August 21, 2020

Research productivity is growing;
Teaching productivity is not

Three weeks ago in this publication, Stephen Parker described the challenges facing professions and occupations that suffer from what is sometimes referred to as Baumol cost disease. This is the idea that some kinds of personal services find it difficult to generate productivity improvements beyond a certain point but they must pay salaries that compete with other occupations that can.

A recent OECD report has found that in 13 selected member countries total expenditure on higher education divided by the number of students doubled in real terms between 1995 and 2015, and cites the phenomenon as an example of Baumol.

Australia was not one of those countries, but understandably readers may think something similar must have applied here if it is a valid general theory. The reality is that the timing, extent and effect of cost disease is more complex and more nuanced than first meets the eye.

It is true that average continuing academic salaries have increased in real terms since 2001 in universities. We estimate that they have roughly doubled in nominal terms, which is a real increase of about 50 per cent, depending on the inflation index used. However, other factors were also in play, including greater workforce casualisation and increased outsourcing.

In a 2018 KPMG report, Reimagining Tertiary Education, of which Stephen Parker was the principal author, costing and productivity data from 2011 to 2016 for 37 Australian universities was used to show that the cost of teaching per equivalent full-time student did not rise to a large extent. Neither did it fall by a large margin.

Over that particular period, there was a small positive education productivity growth (that is lowering of per student cost) but for the median university it was only around one per cent per year.

The calculations were made using the Research and Education Efficiency Frontier Index (REEF Index) and are shown below in a graph from the KPMG Report. The change in the frontier (made up of the universities with the most efficient education and research outcomes) between 2011 and 2016 is highlighted.


From 2011 to 2016, education productivity growth was small compared to research productivity growth. Source: KPMG

Similar calculations by Keith Houghton, using UK data over a different but contemporary time period, produce a similar result. A larger dataset over an earlier time period shows more significant real cost increases within the US university and college sector.

This suggests that Baumol cost disease is not always manifest; rather it may be jurisdiction or time period specific, depending on the prevailing appetite to fund higher education and the extent to which institutions or systems can pre-empt its effect through efficiencies or changes in what is offered.

Turning to the OECD Report referred to in the article three weeks ago, it is clear that for the sample of countries included there was a significant real increase in expenditure divided by the number of students, but not all of that spending was actually on teaching or related purposes. Expenditure also supported research. The proportion of total expenditure allocated to research is a key variable in understanding the significance of the numbers.

It is certainly the case that research activity in Australian universities has dramatically changed. Turning back to the KPMG report, the empirical data described shows that the median level of research productivity growth in Australia is around 10 times that of education productivity growth. For some universities, the differential is significantly greater.

Consider, as an example, the productivity growth at the University of Canberra where Stephen Parker was vice-chancellor from 2007 to 2016.

Movement towards the right of the graph represents improvements in education productivity. Movement upwards represents research productivity improvement. Other than for a small number of years, the University of Canberra has a general pattern of improved productivity in both education and research from 2007 to 2016, but the vast majority of this productivity improvement was in research.

While the pattern at the University of Canberra is particularly positive, many other institutions resembled this type of differential productivity growth.

When one captures both research and education productivity, the Baumol cost disease story is not necessarily one of cost ‘blowouts’ or contagion but may be the result of deliberate choices about where to spend money and where to save it.
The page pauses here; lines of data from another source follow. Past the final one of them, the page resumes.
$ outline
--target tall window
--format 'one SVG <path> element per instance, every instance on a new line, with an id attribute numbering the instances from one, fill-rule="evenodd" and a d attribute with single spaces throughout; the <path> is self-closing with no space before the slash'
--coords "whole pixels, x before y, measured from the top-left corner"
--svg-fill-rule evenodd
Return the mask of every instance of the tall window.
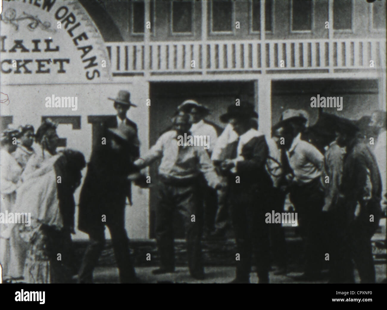
<path id="1" fill-rule="evenodd" d="M 173 1 L 171 12 L 172 32 L 174 34 L 190 34 L 193 32 L 194 2 Z"/>
<path id="2" fill-rule="evenodd" d="M 234 29 L 234 2 L 213 0 L 211 4 L 212 32 L 231 33 Z"/>
<path id="3" fill-rule="evenodd" d="M 258 32 L 261 30 L 261 1 L 251 0 L 250 5 L 251 12 L 251 30 Z M 265 30 L 273 31 L 273 1 L 266 0 L 265 2 Z"/>
<path id="4" fill-rule="evenodd" d="M 290 6 L 290 29 L 291 31 L 311 31 L 313 20 L 312 0 L 291 0 Z"/>
<path id="5" fill-rule="evenodd" d="M 154 2 L 150 3 L 150 20 L 145 20 L 145 4 L 143 1 L 132 1 L 132 33 L 134 34 L 143 34 L 146 22 L 151 22 L 151 32 L 154 29 Z"/>
<path id="6" fill-rule="evenodd" d="M 386 30 L 386 1 L 375 1 L 372 3 L 371 20 L 372 29 Z"/>
<path id="7" fill-rule="evenodd" d="M 335 30 L 352 29 L 352 0 L 333 0 L 333 29 Z"/>

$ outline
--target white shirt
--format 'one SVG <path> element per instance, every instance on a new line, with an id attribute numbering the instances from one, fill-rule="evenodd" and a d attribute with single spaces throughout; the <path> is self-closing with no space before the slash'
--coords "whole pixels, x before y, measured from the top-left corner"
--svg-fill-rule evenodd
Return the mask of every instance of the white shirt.
<path id="1" fill-rule="evenodd" d="M 238 162 L 245 160 L 245 158 L 241 155 L 243 147 L 253 138 L 263 135 L 263 134 L 262 133 L 256 129 L 252 128 L 239 136 L 239 141 L 236 147 L 236 158 L 234 160 L 235 166 L 230 170 L 232 172 L 235 173 L 236 172 L 236 165 Z"/>
<path id="2" fill-rule="evenodd" d="M 238 134 L 234 131 L 232 126 L 228 124 L 222 133 L 218 137 L 211 156 L 211 160 L 223 160 L 225 159 L 223 151 L 228 144 L 236 141 L 238 139 Z"/>
<path id="3" fill-rule="evenodd" d="M 286 155 L 296 182 L 308 183 L 321 175 L 324 156 L 313 145 L 301 140 L 301 133 L 293 139 Z"/>
<path id="4" fill-rule="evenodd" d="M 175 130 L 163 133 L 153 146 L 134 162 L 140 168 L 161 159 L 159 173 L 166 177 L 184 180 L 201 172 L 209 185 L 215 188 L 219 179 L 215 168 L 202 146 L 179 146 Z"/>
<path id="5" fill-rule="evenodd" d="M 119 117 L 118 117 L 118 115 L 116 116 L 116 117 L 117 118 L 117 127 L 118 127 L 123 122 L 125 121 L 126 119 L 124 118 L 123 119 L 121 119 Z"/>
<path id="6" fill-rule="evenodd" d="M 211 154 L 216 143 L 217 140 L 217 134 L 216 130 L 213 126 L 206 124 L 202 119 L 200 121 L 193 124 L 190 131 L 194 136 L 208 136 L 209 139 L 208 141 L 209 152 Z"/>

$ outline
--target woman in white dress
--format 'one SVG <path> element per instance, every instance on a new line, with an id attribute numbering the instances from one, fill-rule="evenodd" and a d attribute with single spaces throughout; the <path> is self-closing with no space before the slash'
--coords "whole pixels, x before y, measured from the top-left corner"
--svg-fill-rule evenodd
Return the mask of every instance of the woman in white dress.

This sounds like good news, and in a way, it has been, although it did not always feel like it. But Australian universities may now have reached a productivity ceiling, and if the Baumol thesis is broadly correct over time, it means that a crunch may be looming for Australian universities which is further away in some other countries, irrespective of the impact of COVID-19.
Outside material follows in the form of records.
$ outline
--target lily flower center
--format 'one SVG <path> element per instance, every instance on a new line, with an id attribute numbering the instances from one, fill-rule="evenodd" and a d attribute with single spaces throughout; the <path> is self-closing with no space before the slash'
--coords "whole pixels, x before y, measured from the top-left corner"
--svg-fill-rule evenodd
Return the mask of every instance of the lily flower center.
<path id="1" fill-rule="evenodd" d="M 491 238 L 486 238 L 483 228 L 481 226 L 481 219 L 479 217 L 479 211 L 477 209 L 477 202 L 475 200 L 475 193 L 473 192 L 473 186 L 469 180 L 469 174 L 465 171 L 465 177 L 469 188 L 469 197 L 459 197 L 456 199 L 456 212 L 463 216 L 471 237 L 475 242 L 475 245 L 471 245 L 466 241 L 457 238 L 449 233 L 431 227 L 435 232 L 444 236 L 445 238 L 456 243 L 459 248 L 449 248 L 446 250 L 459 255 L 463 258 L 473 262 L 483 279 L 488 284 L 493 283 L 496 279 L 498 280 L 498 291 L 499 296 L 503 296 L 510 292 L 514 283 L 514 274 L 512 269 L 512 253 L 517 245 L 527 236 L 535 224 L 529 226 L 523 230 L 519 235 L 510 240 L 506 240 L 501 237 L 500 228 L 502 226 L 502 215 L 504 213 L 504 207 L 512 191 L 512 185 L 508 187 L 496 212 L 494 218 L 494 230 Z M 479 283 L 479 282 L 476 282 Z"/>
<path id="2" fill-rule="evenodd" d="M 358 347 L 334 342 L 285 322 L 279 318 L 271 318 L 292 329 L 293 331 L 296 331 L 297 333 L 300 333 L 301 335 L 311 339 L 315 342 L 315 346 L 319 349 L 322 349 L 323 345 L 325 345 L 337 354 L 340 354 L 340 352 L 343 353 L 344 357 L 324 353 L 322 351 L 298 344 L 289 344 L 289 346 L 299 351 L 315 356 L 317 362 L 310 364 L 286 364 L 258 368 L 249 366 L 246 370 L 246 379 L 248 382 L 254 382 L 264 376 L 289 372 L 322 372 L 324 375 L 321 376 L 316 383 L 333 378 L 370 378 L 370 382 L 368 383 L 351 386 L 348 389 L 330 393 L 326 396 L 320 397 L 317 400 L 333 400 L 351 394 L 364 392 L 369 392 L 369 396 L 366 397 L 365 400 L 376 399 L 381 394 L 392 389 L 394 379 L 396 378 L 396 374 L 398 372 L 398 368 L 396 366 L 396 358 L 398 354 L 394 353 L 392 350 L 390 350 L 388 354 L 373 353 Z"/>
There is some evidence of this. Using the REEF Index diagnostic productivity tool, the extent of research productivity growth amongst half of the Group of Eight universities has tapered off subsequent to 2015.

If year after year, most Australian universities have generated productivity improvements to offset the underlying effect of real “Baumol” salary increases, can they continue to operate at an acceptable level of quality and student learning experience when there is no apparent appetite for real increases in funding by government or students?

Keith Houghton is chief academic strategist of the Higher Education and Research Group. Stephen Parker is global lead, education and skills for KPMG.